FERC Thursday approved Iroquois Gas Transmission System LP’s request to use its existing import facilities at the United States-Canadian border to export gas to Canada in light of the growing supply of shale gas in the United States.
In its application Iroquois told the Federal Energy Regulatory Commission (FERC) that it believed with the anticipated development of shale gas production near its interstate pipeline, additional supplies of gas would likely enter its system in the foreseeable future, thus expanding the opportunities for export to Canadian markets.
Iroquois won’t have to build new facilities to export the gas. It has recently established facilities at its interconnection with Algonquin Gas Transmission at Brookfield, CT, to carry exports. “Now that Iroquois has established its interconnection with Algonquin for the receipt of natural gas…the opportunity exists for Iroquois not only to transport gas from Waddington [NY] to points south on its pipeline system, but also to transport gas received at Brookfield…to points north” in Canada, Iroquois said in its proposal [CP10-422].
Iroquois received its original presidential permit to import gas in 1990. At the time Iroquois was constructed for the purpose of transporting Canadian gas to Northeast U.S. markets.
But now with its interconnection with Algonquin, Iroquois can physically receive and export U.S. gas to the Canadian market.
The Iroquois pipeline is owned by a limited partnership that is composed of five U.S. and Canadian energy companies. The pipeline extends from the New York-Canadian border near Iroquois, ON, at Waddington, through western Connecticut to its terminus in Commack, NY, and from Huntington to the Bronx.
Iroquois is not the only pipeline looking to export to Canada due to the bountiful supply of U.S. shale gas. Currently in the works is the Northern Access expansion of National Fuel Gas Supply, which will transport 320 MMcf/d of Marcellus Shale gas to connections with TransCanada Pipe Line near Lewiston, NY (see Daily GPI, April 29).

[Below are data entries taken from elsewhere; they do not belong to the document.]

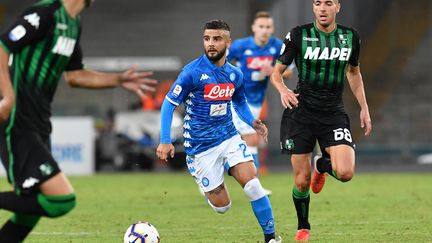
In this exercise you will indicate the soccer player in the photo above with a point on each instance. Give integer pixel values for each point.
(256, 56)
(41, 45)
(208, 86)
(325, 53)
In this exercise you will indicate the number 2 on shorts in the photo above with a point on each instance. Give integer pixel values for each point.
(243, 147)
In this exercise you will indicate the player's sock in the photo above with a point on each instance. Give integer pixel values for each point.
(324, 166)
(301, 202)
(254, 152)
(261, 207)
(18, 227)
(51, 206)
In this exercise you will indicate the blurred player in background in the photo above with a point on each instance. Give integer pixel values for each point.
(41, 45)
(325, 53)
(209, 86)
(256, 56)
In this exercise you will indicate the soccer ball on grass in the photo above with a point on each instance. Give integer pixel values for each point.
(141, 232)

Statoil has signed on for 100% of the capacity on the line, which is targeted for completion in June 2012. The project involves changes to the jointly owned Niagara Spur & Loop Line operated by Tennessee Gas Pipeline.
By 2020 estimates are the Marcellus shale could be producing between 10-20 Bcf/d, Greg Maliken of National Fuel Gas Co. said at the Eastern Oil & Gas Conference and Trade show. “Marcellus has changed everything,” he added.